Active since the late 1940s, Marsalis came to greater attention in the 1980s and 1990s as the patriarch of a musical family, with sons Branford Marsalis and Wynton Marsalis rising to international acclaim.
Marsalis was born in New Orleans, Louisiana, the son of Florence (née Robertson) and Ellis Marsalis Sr., a businessman and social activist. Marsalis and wife Delores Ferdinand have six sons: Branford Marsalis, Wynton Marsalis, Ellis Marsalis III (1964), Delfeayo Marsalis, Mboya Kinyatta Marsalis (1971), and Jason Marsalis. Branford, Wynton, Delfeayo, and Jason are also jazz musicians. Ellis is a poet, photographer, and network engineer based in Baltimore.
Ellis started out as a tenor saxophonist, switching to piano while in high school. From his first professional performance with “The Groovy Boys” over fifty years ago, Ellis Marsalis has been a major influence in jazz. At that time, Marsalis was one of the few New Orleans musicians who did not specialize in Dixieland or rhythm and blues. He played with fellow modernists including Cannonball Adderley, Nat Adderley, and Al Hirt, becoming one of the most respected pianists in jazz. Though he has recorded almost twenty of his own albums, and was featured on many discs with such musicians as David “Fathead” Newman, Eddie Harris, Marcus Roberts, and Courtney Pine, he shunned the spotlight to focus on teaching. Marsalis’s didactic approach, combined with an interest in philosophy, encourages his students to make discoveries in music on their own, through experiment and very careful listening.
As a leading educator at the New Orleans Center for Creative Arts, the University of New Orleans, and Xavier University of Louisiana, Ellis has influenced the careers of countless musicians, including Terence Blanchard, Harry Connick Jr., Nicholas Payton; as well as his four musician sons: Wynton, Branford, Delfeayo and Jason. In May, 2007, Marsalis received an honorary doctorate from Tulane University for his contributions to jazz and musical education.
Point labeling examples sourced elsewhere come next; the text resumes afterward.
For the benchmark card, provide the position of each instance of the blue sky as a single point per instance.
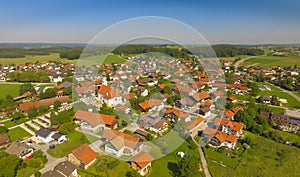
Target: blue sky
(227, 21)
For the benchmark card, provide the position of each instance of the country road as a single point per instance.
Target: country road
(236, 64)
(287, 91)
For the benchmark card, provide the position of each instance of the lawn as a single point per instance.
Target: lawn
(18, 133)
(10, 123)
(264, 158)
(292, 102)
(9, 89)
(30, 58)
(75, 139)
(162, 166)
(265, 61)
(119, 171)
(91, 60)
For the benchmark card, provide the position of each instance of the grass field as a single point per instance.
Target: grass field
(264, 158)
(18, 134)
(27, 59)
(119, 171)
(74, 141)
(265, 61)
(9, 89)
(160, 167)
(292, 102)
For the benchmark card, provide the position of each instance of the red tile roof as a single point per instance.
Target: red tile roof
(85, 154)
(95, 119)
(195, 123)
(237, 126)
(108, 92)
(142, 159)
(46, 102)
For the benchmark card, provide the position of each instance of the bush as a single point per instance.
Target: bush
(34, 163)
(113, 164)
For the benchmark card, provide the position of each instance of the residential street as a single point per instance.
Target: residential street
(287, 91)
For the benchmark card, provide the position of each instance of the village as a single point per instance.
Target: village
(121, 107)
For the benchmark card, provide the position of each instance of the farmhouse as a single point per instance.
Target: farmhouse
(142, 163)
(83, 156)
(93, 122)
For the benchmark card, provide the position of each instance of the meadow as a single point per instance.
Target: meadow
(9, 89)
(264, 158)
(266, 61)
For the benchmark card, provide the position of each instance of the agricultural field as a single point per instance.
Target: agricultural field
(18, 134)
(9, 89)
(27, 59)
(265, 61)
(264, 158)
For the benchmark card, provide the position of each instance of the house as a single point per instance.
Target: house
(151, 105)
(83, 156)
(22, 150)
(44, 135)
(63, 169)
(229, 126)
(266, 99)
(195, 124)
(47, 135)
(141, 163)
(218, 138)
(228, 114)
(109, 95)
(160, 127)
(233, 99)
(60, 138)
(201, 96)
(24, 107)
(94, 122)
(141, 133)
(224, 139)
(63, 85)
(4, 139)
(119, 143)
(204, 112)
(172, 114)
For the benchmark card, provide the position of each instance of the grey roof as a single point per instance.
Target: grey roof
(16, 148)
(56, 136)
(43, 132)
(52, 174)
(65, 168)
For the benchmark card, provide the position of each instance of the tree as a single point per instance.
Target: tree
(188, 167)
(167, 90)
(3, 129)
(17, 115)
(57, 104)
(32, 112)
(26, 88)
(49, 93)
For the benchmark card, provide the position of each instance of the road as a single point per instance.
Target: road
(287, 91)
(236, 64)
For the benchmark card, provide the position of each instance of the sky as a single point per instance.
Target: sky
(219, 21)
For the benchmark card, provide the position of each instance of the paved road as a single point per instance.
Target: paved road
(203, 160)
(236, 64)
(287, 91)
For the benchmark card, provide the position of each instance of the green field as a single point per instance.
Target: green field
(88, 61)
(265, 61)
(27, 59)
(74, 141)
(264, 158)
(161, 167)
(18, 134)
(292, 102)
(9, 89)
(119, 171)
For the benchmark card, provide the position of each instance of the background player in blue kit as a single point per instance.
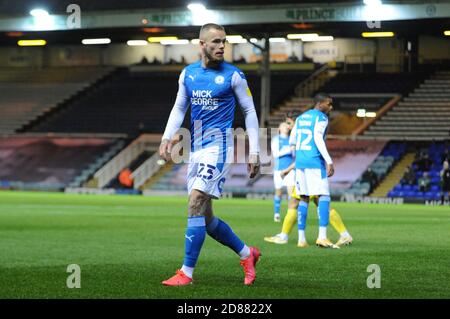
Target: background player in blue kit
(211, 87)
(313, 166)
(282, 153)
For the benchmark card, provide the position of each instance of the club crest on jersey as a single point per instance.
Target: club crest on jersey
(219, 79)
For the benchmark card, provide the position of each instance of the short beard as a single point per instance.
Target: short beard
(211, 58)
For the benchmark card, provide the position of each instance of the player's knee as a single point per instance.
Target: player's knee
(198, 204)
(305, 199)
(293, 203)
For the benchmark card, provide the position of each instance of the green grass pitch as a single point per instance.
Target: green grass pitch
(127, 245)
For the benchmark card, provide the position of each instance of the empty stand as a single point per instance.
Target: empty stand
(423, 114)
(51, 163)
(27, 93)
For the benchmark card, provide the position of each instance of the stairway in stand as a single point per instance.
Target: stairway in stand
(394, 177)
On December 7, 2008, Ellis Marsalis was inducted into The Louisiana Music Hall of Fame.
The Ellis Marsalis Center for Music at Musicians’ Village in New Orleans is named in honor of Ellis Marsalis. In 2010, The Marsalis Family released a live album titled Music Redeems which was recorded at The John F. Kennedy Center for the Performing Arts in Washington, DC as part of the Duke Ellington Jazz Festival. All proceeds from the sale of the album go directly to the Ellis Marsalis Center for Music.
Marsalis is a Brother of Phi Mu Alpha Sinfonia fraternity, initiated into Delta Epsilon Chapter (University of Louisiana-Lafayette) in 1965. In 2015 Sinfonia announced that Marsalis has been named Sinfonia’s 24th Man of Music, the highest honor given by the fraternity to a member, for advancing the cause of music in America through performance, composition or any other musical activity.